A report from Raymond James & Associates Inc. states that the negotiations over the deal stalled in part because valuations in the play have declined. Under the terms of the deal last week, Sinopec will pay Chesapeake $1.02 billion, 93% upon closing, to form a joint venture in 850,000 gross acres in the Mississippi Lime acreage of northern Oklahoma. The acreage was producing around 34,000 barrels of oil equivalent (BOE) per day in the fourth quarter 2012 and has about 140 million BOE of net proved reserves.
Chesapeake will remain the operator in the acreage.
“The Mississippi Lime JV has been anticipated for several months. Unfortunately, over that time frame, market expectations of the play have deteriorated, which caused the sale process to drag on and valuations to decline. Even given that backdrop, the deal failed to exceed the already low market expectations,” according to Raymond James.

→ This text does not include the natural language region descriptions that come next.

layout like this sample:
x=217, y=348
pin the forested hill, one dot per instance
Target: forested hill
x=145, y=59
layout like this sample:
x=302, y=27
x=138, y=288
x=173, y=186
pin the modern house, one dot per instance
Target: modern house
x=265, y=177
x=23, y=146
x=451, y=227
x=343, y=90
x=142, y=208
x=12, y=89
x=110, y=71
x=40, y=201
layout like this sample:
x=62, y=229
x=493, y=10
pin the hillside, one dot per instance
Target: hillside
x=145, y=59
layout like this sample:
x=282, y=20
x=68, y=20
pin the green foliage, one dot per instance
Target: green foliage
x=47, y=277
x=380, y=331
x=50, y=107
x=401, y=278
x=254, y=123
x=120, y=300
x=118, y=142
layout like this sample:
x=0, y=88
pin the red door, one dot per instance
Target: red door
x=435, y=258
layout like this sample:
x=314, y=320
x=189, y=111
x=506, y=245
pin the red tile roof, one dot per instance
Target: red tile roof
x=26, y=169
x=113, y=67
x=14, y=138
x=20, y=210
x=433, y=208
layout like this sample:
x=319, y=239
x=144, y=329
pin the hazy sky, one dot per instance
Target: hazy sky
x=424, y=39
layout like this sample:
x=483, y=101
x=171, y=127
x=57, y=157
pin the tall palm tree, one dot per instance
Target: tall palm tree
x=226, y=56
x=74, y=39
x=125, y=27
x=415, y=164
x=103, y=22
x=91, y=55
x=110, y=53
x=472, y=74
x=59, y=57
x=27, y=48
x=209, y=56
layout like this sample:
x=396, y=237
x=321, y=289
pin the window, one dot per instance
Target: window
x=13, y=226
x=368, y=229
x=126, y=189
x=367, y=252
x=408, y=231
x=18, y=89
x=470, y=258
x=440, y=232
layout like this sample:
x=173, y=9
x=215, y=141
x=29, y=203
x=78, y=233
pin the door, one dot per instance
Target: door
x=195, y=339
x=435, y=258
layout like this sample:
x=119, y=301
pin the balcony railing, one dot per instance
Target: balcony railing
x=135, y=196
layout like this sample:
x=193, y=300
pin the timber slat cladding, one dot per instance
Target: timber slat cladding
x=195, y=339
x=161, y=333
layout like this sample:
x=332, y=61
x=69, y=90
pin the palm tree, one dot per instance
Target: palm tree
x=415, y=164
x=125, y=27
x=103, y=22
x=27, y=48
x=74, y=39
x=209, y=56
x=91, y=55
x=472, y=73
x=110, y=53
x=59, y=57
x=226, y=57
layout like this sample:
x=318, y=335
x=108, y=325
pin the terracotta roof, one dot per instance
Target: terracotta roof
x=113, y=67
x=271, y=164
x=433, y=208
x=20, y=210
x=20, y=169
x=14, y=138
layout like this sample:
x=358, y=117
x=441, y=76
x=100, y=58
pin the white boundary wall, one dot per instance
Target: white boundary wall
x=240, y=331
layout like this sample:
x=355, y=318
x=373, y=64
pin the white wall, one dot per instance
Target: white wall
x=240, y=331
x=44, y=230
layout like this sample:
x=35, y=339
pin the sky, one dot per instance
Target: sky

After backing out the value of the producing acreage, which is about $800 million, Raymond James estimated that the deal values the remaining acreage between $600 and $700 per acre. “Market expectations were obviously much higher,” the report states.
Raymond James noted that Chesapeake had additional Kansas acreage that was excluded from the deal, which is a reflection of the current appetite for that area. The industry is awaiting more results to delineate that portion of the play, Raymond James reported.
Chesapeake’s stock is trading around 7.4 times its projected EBITDA (earnings before interest, taxes, depreciation and amortization) for 2013, which is above the historical upstream range of five to seven times projected EBITDA, Raymond James reported.
The deal does not change Raymond James’ “Market Perform” rating for Chesapeake, an assessment that means the company’s stock should perform generally in line with the S&P 500 index during the next 12 months.